TORINO Inserire il reddito di inclusione sociale nella legge di stabilità. Lo chiede con forza l’alleanza contro la povertà, il gruppo piemontese a cui aderiscono numerose realtà tra cui la Caritas, le Acli, il Banco alimentare, i sindacati, l’Azione cattolica, il volontariato vincenziano. Da alcuni mesi  l’alleanza è impegnata a promuovere risposte concrete alla povertà assoluta che in Italia riguarda oltre 4 milioni di persone. Erano meno di due nel 2007. Anche se non esistono numeri regionali precisi sulla situazione di povertà assoluta, ciò che emerge dai dati disponibili è un panorama di estrema difficoltà.
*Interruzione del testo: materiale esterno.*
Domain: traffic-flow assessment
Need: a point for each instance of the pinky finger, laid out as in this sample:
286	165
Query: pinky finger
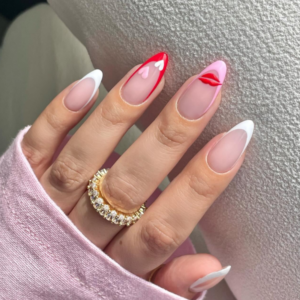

La crisi ha picchiato duro in Piemonte, cresce l’indice di diseguaglianza fra il 20% dei cittadini più ricchi e il 20% di coloro che hanno un basso reddito, crescono le persone che  vivono in famiglie a bassissima “intensità di lavoro” (era  il 14,5% nel 2012), crescono i provvedimenti di sfratto. Già nel 2012 l’Ires Piemonte lanciava l’allarme: 960 mila piemontesi vivono in famiglie che possono contare solo  su un reddito inferiore al 1200 euro al mese. Dall’alleanza  contro la povertà in Piemonte ci si attende per il 2015 un  ulteriore peggioramento. Da qui la pressione per un cambio di rotta, che preveda interventi strutturali. «A livello regionale – ha spiegato Massimo Tarasco, presidente regionale Acli, nel corso di una conferenza stampa a Torino (foto) – abbiamo lavorato intensamente  raccogliendo le diverse esperienze, intensificato i rapporti con le istituzioni, giudichiamo positivo il cambio di marcia di questo governo, ma ribadiamo che sono necessarie più risorse per raggiungere una fetta di popolazione bisognosa più grande. Chiediamo anche più velocità nelle scelte». E non poteva mancare l’appello, o meglio la condanna per il taglio dello stanziamento per i Caf.

Ma che cosa è il Reis (reddito di inclusione sociale)? Si tratta di una misura nazionale di sostegno a tutte le famiglie che vivono nella povertà assoluta, cioè quella soglia che impedisce alle persone l’accesso ai beni essenziali come il cibo, la casa, l’educazione, gli abiti. Si tratta di una proposta ideata da un gruppo di esperti coordinato da Cristiano Gori, un docente dell’università Cattolica di Milano. Il Reis è una misura di contrasto alla povertà fondato su un mix di sostegno al reddito, con servizi alla persona e azioni di reinserimento occupazionale.

La povertà è una questione che riguarda l’intera società, è necessario, urgente, un cambio di mentalità e di cultura. A ribadirlo è stato Pierlugi Dovis, responsabile regionale della Caritas. «Il Reis è utile, serve, senza la nostra azione sarà sempre più di supplenza fino a diventare impossibile. Come Caritas non vogliamo andare avanti da soli, anzi non dobbiamo. Il nostro compito è educativo». Per questo in tutte le città sedi vescovili in Piemonte sabato 7 novembre i vescovi e i responsabili delle Caritas diocesane scenderanno in piazza, nelle strade per sensibilizzare sul tema urgente della povertà assoluta e su come si può affrontare. Verranno forniti dati, proposte, dialoghi, materiale informativo che aiutino a riflettere. Un gesto concreto che potrà diventare un esempio da imitare in tutto il resto del Paese.